Relocation Services (known as Cartus)—primarily offers clients employee relocation services such as homesale assistance, home finding and other destination services, expense processing, relocation policy counseling and other consulting services, arranging household goods moving services, visa and immigration support, intercultural and language training, and group move management services.
Title and Settlement Services (known as Title Resource Group or TRG)—provides full-service title, settlement and vendor management services to real estate companies, affinity groups, corporations and financial institutions with many of these services provided in connection with the Company’s real estate brokerage and relocation services business.

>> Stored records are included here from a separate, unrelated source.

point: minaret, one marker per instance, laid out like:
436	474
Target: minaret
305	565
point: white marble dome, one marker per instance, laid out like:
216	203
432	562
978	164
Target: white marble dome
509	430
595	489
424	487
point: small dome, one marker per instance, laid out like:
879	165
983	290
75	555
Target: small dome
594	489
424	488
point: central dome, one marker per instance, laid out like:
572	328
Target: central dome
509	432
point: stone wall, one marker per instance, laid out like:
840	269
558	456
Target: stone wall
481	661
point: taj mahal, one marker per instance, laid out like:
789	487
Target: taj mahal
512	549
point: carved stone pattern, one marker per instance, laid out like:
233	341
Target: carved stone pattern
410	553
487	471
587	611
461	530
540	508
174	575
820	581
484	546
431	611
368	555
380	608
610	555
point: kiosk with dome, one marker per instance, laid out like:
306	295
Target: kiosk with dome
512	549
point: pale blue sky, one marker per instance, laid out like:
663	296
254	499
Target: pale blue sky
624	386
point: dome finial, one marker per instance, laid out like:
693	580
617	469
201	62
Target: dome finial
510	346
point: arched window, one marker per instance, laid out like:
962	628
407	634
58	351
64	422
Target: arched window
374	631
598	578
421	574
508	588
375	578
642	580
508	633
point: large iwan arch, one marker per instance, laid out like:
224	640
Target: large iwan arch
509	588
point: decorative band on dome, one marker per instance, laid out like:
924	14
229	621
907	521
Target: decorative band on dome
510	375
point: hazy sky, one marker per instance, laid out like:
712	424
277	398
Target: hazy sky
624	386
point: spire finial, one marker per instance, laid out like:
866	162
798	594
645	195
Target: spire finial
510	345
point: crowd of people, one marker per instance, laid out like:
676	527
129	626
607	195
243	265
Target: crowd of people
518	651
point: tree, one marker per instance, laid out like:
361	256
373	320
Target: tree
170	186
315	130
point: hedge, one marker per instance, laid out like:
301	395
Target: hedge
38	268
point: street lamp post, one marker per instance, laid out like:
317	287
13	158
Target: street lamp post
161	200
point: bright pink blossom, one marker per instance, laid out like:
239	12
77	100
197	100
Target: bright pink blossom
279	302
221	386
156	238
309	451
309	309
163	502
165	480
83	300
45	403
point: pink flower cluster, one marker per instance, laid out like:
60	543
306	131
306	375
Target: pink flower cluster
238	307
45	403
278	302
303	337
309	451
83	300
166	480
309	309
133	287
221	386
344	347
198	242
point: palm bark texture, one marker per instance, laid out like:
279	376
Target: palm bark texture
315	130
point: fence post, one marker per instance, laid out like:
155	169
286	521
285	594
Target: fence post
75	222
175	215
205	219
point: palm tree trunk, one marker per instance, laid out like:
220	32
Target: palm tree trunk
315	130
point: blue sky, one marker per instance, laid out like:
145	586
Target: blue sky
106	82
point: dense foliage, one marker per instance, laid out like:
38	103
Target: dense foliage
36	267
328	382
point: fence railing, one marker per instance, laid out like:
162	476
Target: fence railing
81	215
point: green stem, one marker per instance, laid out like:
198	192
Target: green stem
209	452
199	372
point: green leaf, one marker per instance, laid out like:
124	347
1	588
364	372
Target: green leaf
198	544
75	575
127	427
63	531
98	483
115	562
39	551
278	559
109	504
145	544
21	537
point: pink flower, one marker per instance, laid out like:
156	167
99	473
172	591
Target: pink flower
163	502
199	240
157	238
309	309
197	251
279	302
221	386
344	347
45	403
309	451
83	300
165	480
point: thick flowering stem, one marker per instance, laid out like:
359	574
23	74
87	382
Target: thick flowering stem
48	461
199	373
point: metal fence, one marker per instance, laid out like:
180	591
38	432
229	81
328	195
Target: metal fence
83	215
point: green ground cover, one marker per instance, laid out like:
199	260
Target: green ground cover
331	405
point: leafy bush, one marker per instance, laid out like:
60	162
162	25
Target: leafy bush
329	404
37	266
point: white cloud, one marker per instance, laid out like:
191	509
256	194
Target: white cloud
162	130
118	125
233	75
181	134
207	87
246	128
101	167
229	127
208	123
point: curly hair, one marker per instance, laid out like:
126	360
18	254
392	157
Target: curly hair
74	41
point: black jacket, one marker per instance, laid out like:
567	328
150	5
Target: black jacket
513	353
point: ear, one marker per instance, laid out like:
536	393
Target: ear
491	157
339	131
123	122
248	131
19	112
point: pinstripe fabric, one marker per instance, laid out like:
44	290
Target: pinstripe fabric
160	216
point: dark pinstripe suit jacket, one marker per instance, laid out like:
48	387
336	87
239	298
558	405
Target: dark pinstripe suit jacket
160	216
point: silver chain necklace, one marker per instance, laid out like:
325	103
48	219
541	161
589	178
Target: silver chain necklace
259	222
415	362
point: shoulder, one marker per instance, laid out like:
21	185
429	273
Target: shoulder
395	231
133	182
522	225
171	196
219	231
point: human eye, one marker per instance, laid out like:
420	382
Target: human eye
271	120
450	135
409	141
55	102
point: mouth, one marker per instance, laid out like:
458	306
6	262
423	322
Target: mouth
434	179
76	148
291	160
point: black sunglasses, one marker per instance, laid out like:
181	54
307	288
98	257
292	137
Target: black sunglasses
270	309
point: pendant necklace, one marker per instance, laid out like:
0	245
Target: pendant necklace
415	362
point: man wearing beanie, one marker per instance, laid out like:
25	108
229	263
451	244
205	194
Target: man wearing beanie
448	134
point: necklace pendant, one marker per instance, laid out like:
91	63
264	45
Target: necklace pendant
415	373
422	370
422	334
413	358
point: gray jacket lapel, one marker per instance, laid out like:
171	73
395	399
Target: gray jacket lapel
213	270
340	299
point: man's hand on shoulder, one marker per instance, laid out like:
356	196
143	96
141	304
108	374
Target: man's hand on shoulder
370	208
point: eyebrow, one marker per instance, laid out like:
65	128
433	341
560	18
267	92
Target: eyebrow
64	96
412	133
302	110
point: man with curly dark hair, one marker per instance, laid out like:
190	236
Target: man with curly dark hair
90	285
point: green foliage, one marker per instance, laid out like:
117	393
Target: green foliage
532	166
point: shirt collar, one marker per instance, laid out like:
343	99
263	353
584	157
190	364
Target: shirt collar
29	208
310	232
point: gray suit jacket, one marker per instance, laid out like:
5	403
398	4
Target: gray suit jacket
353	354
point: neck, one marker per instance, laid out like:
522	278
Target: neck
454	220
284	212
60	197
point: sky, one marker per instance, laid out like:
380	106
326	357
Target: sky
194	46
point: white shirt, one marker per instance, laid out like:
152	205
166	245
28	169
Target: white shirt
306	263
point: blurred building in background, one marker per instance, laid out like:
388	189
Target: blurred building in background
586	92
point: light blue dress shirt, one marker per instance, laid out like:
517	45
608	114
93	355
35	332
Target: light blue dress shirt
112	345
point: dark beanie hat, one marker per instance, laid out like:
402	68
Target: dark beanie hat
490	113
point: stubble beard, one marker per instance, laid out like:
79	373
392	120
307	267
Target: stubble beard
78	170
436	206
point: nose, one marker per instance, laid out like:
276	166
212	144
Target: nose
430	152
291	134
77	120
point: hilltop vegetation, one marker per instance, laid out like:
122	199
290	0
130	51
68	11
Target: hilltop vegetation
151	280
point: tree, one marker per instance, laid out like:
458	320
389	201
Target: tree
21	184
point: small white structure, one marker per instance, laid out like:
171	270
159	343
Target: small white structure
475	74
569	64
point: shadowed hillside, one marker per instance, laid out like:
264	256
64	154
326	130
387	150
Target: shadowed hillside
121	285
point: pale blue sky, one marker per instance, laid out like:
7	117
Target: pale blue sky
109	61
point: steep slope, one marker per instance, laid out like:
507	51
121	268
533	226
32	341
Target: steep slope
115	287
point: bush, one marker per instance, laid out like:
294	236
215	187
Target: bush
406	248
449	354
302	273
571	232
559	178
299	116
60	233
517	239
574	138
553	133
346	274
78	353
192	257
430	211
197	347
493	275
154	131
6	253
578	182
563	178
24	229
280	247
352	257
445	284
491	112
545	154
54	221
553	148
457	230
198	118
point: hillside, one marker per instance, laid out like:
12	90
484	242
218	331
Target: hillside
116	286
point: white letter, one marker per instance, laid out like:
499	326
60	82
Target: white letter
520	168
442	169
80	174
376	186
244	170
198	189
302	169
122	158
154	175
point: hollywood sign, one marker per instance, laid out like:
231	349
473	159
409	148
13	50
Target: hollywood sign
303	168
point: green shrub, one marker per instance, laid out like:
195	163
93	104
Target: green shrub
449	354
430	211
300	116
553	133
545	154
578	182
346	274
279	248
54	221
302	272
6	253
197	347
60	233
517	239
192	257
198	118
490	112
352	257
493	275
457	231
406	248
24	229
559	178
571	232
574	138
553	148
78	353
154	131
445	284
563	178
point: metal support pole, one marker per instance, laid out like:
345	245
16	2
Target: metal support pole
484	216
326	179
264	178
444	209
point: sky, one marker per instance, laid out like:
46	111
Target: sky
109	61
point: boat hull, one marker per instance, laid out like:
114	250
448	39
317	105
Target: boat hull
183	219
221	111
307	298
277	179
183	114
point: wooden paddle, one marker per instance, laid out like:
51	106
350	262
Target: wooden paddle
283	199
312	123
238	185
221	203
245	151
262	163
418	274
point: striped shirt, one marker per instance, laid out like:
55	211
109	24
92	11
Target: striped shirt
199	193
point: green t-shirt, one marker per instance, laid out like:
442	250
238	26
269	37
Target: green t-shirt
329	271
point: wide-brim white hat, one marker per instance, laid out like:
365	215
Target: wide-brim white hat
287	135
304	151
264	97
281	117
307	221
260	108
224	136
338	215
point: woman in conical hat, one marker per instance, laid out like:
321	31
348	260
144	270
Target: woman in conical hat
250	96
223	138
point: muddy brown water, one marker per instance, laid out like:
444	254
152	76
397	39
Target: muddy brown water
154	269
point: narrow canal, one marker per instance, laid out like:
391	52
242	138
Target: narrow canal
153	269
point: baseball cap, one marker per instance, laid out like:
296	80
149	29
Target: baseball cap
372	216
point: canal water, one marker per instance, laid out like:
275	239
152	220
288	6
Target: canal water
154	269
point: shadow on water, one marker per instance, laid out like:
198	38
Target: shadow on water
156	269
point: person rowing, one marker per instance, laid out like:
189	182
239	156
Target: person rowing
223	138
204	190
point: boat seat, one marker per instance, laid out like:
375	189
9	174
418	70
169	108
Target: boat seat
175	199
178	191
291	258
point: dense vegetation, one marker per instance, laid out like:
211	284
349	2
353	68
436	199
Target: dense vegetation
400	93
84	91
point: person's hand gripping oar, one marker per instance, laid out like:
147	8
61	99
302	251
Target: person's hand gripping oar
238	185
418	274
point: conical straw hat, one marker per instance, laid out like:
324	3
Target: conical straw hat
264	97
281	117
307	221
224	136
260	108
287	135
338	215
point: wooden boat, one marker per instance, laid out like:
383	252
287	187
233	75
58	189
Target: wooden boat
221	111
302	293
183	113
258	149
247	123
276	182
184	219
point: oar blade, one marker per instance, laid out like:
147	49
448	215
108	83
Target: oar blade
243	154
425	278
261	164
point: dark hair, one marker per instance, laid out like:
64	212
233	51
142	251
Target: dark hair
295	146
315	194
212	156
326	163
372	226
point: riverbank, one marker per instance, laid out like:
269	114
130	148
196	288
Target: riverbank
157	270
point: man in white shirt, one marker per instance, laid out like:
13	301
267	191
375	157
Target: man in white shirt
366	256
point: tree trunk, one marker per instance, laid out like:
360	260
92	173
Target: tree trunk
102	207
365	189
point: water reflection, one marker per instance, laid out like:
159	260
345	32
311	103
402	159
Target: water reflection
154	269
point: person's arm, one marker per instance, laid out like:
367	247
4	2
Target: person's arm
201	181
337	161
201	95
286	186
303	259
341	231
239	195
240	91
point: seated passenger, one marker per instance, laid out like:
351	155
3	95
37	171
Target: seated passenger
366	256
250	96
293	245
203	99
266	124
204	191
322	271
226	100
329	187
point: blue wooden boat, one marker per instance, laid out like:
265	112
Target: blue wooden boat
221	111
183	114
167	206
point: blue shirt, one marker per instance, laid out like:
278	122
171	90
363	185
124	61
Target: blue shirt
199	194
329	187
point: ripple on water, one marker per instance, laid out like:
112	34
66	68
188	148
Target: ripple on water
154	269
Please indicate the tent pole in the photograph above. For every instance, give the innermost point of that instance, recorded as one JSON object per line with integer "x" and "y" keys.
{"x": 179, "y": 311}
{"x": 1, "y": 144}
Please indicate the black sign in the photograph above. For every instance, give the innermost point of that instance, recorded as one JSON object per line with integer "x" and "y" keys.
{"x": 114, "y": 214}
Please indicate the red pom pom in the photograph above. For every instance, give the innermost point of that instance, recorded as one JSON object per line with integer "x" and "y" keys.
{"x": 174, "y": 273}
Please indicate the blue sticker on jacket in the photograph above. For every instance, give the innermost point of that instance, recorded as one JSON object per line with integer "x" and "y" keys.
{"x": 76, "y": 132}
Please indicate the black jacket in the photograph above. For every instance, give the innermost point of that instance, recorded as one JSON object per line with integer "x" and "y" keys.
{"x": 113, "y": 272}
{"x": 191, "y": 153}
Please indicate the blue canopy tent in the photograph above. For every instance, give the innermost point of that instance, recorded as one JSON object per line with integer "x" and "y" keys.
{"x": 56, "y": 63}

2012 Senior Secured Notes Offering
On February 2, 2012, Realogy issued $593 million of First Lien Notes and $325 million of New First and a Half Lien Notes to repay amounts outstanding under its senior secured credit facility. The First Lien Notes and the New First and a Half Lien Notes are senior secured obligations of the Company and will mature on January 15, 2020. Interest is payable semiannually on January 15 and July 15 of each year, commencing July 15, 2012. The First Lien Notes and the New First and a Half Lien Notes were issued in a private offering that is exempt from the registration requirements of the Securities Act.
The Company used the proceeds from the offering, of approximately $918 million, to: (i) prepay $629 million of its non-extended term loan borrowings under its senior secured credit facility which were due to mature in October 2013, (ii) repay all of the $133 million in outstanding borrowings under its non-extended revolving credit facility which was due to mature in April 2013, and (iii) repay $156 million of the outstanding borrowings under its extended revolving credit facility. In conjunction with the repayments of $289 million described in clauses (ii) and (iii), the Company reduced the commitments under its non-extended revolving credit facility by a like amount, thereby terminating the non-extended revolving credit facility.
Additionally, the Senior Secured Credit Facility Amendment provides that the First and a Half Lien Notes will not constitute senior secured debt for purposes of calculating the senior secured leverage ratio maintenance covenant under our senior secured credit facility. This facility requires Realogy to maintain a senior secured leverage ratio of total senior secured net debt to trailing 12-month Adjusted EBITDA (as defined in Note 8, “Short and Long-Term Debt”), that may not exceed 4.75 to 1.0. Realogy was in compliance with the senior secured leverage covenant with a senior secured leverage ratio of 4.44 to 1.0 at December 31, 2011. After giving effect to the 2012 Senior Secured Notes Offering, our senior secured leverage ratio would have been 3.87 to 1.0 at December 31, 2011. See Note 20 "Subsequent Events" for additional information related to the 2012 Senior Secured Notes Offering.